Asthma

Question 1

What are the three characteristic pathological features of asthma?

Answer 1

Increased outflow obstruction/airway resistance, causing a wheeze.
Hyper-responsiveness of airways to allergens (i.e. Harmless antigen)
Airway remodelling, notably smooth muscle cell hyperplasia and hypertrophy.

Question 2

What factors increase airway resistance during an asthma attack?

Answer 2

• mucus hyper-secretion
• epithelial cell shedding
• smooth muscle contraction
• inflammation resulting in oedema

Question 3

Describe the distribution of sympathetic nervous innervation within the respiratory system.

Answer 3

The sympathetic system ultimately acts to improve airflow within the airways. SNS fibres innervate bronchial blood vessels and glands, however do not innervate bronchial smooth muscle.
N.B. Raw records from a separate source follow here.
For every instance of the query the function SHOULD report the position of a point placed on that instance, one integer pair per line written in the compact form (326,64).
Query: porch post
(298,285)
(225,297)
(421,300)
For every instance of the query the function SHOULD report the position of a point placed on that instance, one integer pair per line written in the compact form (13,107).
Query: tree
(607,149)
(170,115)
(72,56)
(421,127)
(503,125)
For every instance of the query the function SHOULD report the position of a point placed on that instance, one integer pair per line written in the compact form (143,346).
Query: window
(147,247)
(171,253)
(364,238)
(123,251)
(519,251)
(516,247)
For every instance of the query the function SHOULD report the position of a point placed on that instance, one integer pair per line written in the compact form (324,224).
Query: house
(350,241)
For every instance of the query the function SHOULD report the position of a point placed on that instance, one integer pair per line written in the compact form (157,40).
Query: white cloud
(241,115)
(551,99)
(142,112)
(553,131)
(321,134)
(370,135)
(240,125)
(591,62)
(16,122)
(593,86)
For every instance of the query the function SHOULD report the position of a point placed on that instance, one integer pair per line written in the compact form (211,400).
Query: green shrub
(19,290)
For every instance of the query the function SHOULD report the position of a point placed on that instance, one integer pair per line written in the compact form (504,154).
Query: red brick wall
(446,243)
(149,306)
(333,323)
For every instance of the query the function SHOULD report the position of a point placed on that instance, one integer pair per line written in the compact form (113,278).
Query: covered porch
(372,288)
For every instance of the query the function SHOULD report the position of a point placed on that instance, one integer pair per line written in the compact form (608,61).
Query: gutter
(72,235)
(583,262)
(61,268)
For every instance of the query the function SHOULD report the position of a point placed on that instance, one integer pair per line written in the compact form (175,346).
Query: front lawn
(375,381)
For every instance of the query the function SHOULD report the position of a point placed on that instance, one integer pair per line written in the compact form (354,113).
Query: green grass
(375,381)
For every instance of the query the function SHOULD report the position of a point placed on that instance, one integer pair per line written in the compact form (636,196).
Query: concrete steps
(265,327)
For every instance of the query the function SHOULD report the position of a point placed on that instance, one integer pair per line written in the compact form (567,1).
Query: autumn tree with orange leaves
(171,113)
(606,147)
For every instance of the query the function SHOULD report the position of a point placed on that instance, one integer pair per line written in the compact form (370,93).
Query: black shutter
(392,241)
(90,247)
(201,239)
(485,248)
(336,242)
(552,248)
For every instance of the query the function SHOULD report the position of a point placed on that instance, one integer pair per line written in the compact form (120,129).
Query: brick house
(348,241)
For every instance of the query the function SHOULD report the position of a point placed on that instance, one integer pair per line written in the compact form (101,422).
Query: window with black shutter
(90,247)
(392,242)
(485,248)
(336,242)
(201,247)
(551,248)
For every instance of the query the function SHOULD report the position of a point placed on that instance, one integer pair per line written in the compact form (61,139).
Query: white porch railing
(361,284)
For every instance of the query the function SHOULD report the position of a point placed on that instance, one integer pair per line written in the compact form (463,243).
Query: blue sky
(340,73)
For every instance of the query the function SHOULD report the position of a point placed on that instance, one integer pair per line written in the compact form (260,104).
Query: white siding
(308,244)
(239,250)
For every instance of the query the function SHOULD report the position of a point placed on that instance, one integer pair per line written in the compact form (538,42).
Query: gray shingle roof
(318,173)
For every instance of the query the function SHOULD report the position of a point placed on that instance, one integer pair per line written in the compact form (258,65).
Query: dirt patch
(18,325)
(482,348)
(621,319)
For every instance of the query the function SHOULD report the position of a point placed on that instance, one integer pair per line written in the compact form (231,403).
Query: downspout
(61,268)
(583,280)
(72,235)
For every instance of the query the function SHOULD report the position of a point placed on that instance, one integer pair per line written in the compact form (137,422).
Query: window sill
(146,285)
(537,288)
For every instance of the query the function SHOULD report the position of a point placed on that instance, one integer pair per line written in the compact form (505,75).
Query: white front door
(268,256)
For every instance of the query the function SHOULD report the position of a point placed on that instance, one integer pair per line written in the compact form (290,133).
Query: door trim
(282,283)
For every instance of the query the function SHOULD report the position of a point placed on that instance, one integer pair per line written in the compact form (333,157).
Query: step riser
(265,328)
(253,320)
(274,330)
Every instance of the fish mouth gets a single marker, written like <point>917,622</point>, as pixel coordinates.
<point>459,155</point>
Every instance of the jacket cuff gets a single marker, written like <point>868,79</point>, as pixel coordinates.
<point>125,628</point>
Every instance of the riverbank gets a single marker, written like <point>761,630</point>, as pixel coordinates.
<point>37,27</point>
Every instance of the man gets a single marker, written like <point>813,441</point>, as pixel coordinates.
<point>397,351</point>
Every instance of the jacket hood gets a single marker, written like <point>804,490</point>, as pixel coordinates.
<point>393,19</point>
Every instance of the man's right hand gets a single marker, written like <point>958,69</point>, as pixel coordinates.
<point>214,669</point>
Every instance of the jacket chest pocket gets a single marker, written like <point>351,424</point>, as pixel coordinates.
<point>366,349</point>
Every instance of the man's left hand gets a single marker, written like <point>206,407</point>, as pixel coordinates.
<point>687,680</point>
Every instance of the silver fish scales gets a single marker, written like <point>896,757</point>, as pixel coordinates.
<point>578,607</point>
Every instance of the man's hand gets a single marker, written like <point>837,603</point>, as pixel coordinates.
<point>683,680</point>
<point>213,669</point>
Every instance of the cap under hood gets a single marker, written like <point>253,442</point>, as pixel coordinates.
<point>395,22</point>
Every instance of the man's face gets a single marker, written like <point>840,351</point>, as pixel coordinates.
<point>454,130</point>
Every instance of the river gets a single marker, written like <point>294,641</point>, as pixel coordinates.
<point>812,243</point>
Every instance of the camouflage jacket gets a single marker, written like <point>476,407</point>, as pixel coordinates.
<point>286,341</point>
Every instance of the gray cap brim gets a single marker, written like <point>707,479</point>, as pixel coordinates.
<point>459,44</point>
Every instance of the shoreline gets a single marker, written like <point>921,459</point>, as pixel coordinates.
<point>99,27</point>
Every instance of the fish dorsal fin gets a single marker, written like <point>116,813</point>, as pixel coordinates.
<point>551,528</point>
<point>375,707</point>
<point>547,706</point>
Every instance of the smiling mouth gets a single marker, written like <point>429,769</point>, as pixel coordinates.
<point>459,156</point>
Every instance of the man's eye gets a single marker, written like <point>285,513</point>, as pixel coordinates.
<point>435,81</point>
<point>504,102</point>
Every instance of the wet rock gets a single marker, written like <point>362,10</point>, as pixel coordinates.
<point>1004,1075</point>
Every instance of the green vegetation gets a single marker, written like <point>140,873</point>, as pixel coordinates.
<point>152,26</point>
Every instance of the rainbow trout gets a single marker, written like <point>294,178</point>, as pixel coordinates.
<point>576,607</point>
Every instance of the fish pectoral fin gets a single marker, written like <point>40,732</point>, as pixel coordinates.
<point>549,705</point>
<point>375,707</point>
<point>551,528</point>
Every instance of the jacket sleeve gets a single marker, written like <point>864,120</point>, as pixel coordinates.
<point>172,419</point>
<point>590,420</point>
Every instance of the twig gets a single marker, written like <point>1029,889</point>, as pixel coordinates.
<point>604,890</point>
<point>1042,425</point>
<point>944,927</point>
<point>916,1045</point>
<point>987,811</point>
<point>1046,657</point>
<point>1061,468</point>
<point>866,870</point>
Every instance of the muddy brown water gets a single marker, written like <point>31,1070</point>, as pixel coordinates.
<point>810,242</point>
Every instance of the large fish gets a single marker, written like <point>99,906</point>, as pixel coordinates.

However, receptors (B2) are present on airway smooth muscle, which responds to circulating adrenalin. Activation of these receptors reduces histamine release, increase mucocillary clearance and dilates airway smooth muscle.

Question 4

Describe the distribution and function of the parasympathetic nervous system in the airways.

Answer 4

The PNS fibres innervate the bronchial glands, vasculature and smooth muscle of the airways, ultimately resulting is reduced airflow, increased muscular secretion and vasodilation. This branch of the autonomic nervous system is dominant at rest.

Question 5

What is the pathophysiological difference between the immediate and late phase response in asthma?

Answer 5

The immediate response is a type I hypersensitivity reaction in which a sensitised individual has IgE cross linking on the surface of mast cells, resulting in degranulation and smooth muscle cell contraction, oedema and mucus secretion.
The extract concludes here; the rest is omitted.